Finding someone who's had the same error depends on how large a user base the software has and how active their forums are.  I've had good experiences of this and bad.

We give our regular users little or no control over their workstations either - they think it's frustrating but then we point out that we've not had a virus issue in the three years since we implemented the policy and their computers are all running faster and better because they're not able to install all that random shite they used to.  Cleaning a PC used to take days!  Now it takes a few minutes, hour at most.  We're also very tolerant of people asking for stuff, even if their need for it is dubious.  No problems with installing visual studio on someone's PC if they ask for it, or any other development environment for that matter.  I figure if someone knows what the software is called, they're pretty much good to go.  And if it turns out we discover another coder elsewhere in the organisation, we can form our own self-help group.  Don't know how approachable your IT department is but we try not to be too "them and us".  Doesn't hurt to ask.
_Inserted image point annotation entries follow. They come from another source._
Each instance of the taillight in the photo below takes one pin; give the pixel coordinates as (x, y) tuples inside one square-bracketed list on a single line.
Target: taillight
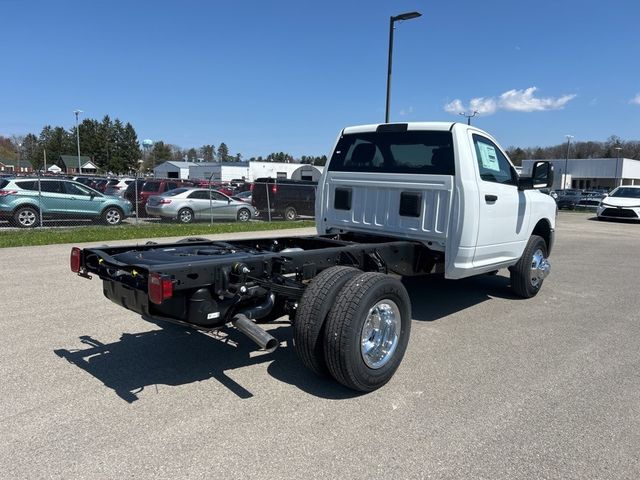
[(74, 261), (160, 288)]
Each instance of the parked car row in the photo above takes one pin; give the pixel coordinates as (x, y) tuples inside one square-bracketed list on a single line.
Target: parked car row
[(25, 201), (621, 203)]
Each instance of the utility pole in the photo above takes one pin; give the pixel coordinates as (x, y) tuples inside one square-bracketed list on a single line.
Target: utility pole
[(469, 117), (77, 112), (617, 149), (566, 161), (392, 21)]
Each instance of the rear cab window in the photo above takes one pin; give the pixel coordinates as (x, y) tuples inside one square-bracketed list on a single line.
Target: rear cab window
[(412, 152), (151, 187), (492, 163)]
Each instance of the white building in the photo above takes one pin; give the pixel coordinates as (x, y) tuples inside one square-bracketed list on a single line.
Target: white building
[(222, 172), (591, 172), (173, 170), (293, 171), (225, 172)]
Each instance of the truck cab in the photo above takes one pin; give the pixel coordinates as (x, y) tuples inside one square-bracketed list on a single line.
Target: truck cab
[(448, 185)]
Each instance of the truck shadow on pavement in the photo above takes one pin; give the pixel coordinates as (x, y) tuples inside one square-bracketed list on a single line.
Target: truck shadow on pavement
[(176, 356), (433, 297)]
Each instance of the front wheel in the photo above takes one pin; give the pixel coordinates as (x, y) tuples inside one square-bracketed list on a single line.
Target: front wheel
[(25, 217), (185, 215), (244, 215), (112, 216), (533, 267), (367, 331)]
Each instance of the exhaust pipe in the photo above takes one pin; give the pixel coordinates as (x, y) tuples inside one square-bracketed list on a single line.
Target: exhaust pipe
[(263, 339)]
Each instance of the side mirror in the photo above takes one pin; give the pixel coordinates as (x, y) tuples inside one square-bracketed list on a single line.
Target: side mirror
[(541, 177)]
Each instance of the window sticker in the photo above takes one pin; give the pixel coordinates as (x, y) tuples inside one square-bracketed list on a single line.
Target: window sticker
[(488, 157)]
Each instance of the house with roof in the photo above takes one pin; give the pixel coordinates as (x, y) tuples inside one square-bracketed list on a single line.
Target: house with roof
[(16, 166)]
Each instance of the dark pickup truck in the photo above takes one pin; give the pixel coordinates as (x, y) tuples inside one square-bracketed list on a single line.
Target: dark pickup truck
[(279, 197)]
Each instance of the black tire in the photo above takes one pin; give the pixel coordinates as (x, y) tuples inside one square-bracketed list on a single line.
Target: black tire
[(312, 312), (185, 215), (244, 215), (26, 217), (290, 214), (351, 317), (525, 275), (112, 216)]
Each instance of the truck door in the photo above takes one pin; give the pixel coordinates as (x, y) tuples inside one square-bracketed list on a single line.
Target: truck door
[(503, 222)]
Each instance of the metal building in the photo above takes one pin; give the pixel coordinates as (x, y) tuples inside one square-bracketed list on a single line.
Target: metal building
[(591, 173)]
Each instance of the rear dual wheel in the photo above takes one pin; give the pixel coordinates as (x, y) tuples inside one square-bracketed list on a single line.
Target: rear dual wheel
[(359, 338)]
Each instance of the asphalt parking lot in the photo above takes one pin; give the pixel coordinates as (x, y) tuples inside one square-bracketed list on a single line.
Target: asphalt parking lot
[(491, 386)]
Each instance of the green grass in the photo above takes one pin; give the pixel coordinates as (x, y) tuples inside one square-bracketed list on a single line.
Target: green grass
[(49, 236)]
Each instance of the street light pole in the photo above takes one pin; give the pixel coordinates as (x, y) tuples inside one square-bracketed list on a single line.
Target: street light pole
[(566, 161), (77, 112), (392, 20)]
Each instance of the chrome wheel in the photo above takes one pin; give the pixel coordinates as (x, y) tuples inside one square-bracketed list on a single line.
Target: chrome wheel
[(185, 216), (27, 218), (244, 215), (112, 216), (380, 334), (540, 268)]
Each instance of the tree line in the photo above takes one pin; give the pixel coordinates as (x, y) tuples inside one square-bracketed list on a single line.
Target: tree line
[(113, 146), (613, 147)]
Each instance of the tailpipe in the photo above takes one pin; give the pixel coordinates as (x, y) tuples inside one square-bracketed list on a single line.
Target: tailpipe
[(263, 339)]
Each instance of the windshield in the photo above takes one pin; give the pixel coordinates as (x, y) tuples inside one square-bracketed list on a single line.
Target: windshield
[(151, 187), (626, 192), (416, 152), (174, 192)]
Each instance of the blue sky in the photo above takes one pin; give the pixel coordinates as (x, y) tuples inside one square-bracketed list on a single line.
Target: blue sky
[(266, 76)]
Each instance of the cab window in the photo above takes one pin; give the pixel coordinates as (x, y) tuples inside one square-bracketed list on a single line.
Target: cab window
[(492, 163)]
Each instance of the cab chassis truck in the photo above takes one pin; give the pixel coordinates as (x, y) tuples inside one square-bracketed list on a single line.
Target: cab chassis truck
[(395, 200)]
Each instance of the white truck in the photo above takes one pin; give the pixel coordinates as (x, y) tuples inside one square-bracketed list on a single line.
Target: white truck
[(394, 200)]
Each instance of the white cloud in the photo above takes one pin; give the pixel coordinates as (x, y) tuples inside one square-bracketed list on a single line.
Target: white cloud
[(406, 111), (511, 100), (482, 105), (454, 107), (524, 101)]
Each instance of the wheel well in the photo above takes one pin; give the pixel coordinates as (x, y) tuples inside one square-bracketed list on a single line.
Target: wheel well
[(35, 207), (543, 229), (111, 206)]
Alternatively, if you can run programmes off a pen drive, Cygwin can be installed to a USB stick, as can Komodo Edit and the full XAMPP (www.apachefriends.org) stack - entire development environment on a stick!  It's a shade slow but it's better than nothing.  I also carry an installation of CrunchBang Linux on a little 4-gig USB drive that's bootable.  Again, it has all of my development tools installed but it's got the benefit of being a full operating system rather than just a portable app.

If an IT director / C-level individual has a positive experience of FOSS then they're more likely to implement it in their organisation.  If all they get is the Microsoft misdirection or they have a bad experience, then no amount of persuasion is ever going to change their mind.